Catilinaires — Wikipédia

Les Catilinaires (en latin In Catilinam I-IV) sont une série de quatre célèbres discours de Cicéron prononcés en 63 av. J.-C., alors qu’il était consul, pour attaquer Catilina, qui conspirait contre la République romaine lors de la conjuration de Catilina.

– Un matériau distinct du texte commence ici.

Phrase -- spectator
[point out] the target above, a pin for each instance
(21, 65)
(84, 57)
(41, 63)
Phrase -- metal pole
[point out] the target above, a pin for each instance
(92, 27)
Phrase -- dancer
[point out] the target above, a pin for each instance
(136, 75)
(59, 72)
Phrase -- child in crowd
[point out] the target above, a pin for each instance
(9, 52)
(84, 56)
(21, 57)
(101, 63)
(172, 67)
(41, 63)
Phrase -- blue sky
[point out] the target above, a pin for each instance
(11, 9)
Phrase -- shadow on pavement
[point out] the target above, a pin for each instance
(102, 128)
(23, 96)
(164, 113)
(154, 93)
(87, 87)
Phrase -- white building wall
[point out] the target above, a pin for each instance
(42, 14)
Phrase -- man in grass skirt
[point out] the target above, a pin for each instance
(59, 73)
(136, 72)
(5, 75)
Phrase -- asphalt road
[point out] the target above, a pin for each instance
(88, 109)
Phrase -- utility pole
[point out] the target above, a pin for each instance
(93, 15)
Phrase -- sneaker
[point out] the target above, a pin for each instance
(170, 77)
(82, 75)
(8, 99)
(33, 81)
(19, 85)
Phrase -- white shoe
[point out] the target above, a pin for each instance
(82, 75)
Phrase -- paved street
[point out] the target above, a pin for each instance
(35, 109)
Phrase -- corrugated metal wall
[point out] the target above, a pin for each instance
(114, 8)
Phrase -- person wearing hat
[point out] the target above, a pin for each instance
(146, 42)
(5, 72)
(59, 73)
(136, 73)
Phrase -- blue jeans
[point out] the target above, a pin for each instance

La première fut prononcée le 8 novembre au temple de Jupiter Stator (et non au Sénat romain, pour raisons de sécurité) et la dernière au Sénat romain (in Senatu Habita), pour les nones de décembre (le 5 décembre). La deuxième et la troisième furent prononcées entre-temps le 9 novembre et 3 décembre devant le peuple romain (ad Populum) pour l’informer des événements[1]. Elles devinrent un exemple d’éloquence et de rhétorique.

Cicéron dénonce Catilina, fresque de Cesare Maccari (années 1880).

Incipit[modifier | modifier le code]

La première catilinaire commence ainsi :

Texte original Traduction

« Quousque tandem abutere, Catilina, patientia nostra ?
Quamdiu etiam furor iste tuus nos eludet ?
Quem ad finem sese effrenata jactabit audacia ?
 »

— Cicero.

« Jusque à quand, Catilina, abuseras-tu, enfin, de notre patience ?
Combien de temps encore serons-nous le jouet de ta fureur ?
Jusqu’où s’emportera ton audace effrénée ? »

— Cicéron, Première Catilinaire.

Le deuxième chapitre de ce discours commence par la célèbre apostrophe « O tempora, o mores » (« Ô temps, ô mœurs »), par laquelle Cicéron s'indigne de la corruption de son temps qui permet à Catilina d'aller et de venir librement.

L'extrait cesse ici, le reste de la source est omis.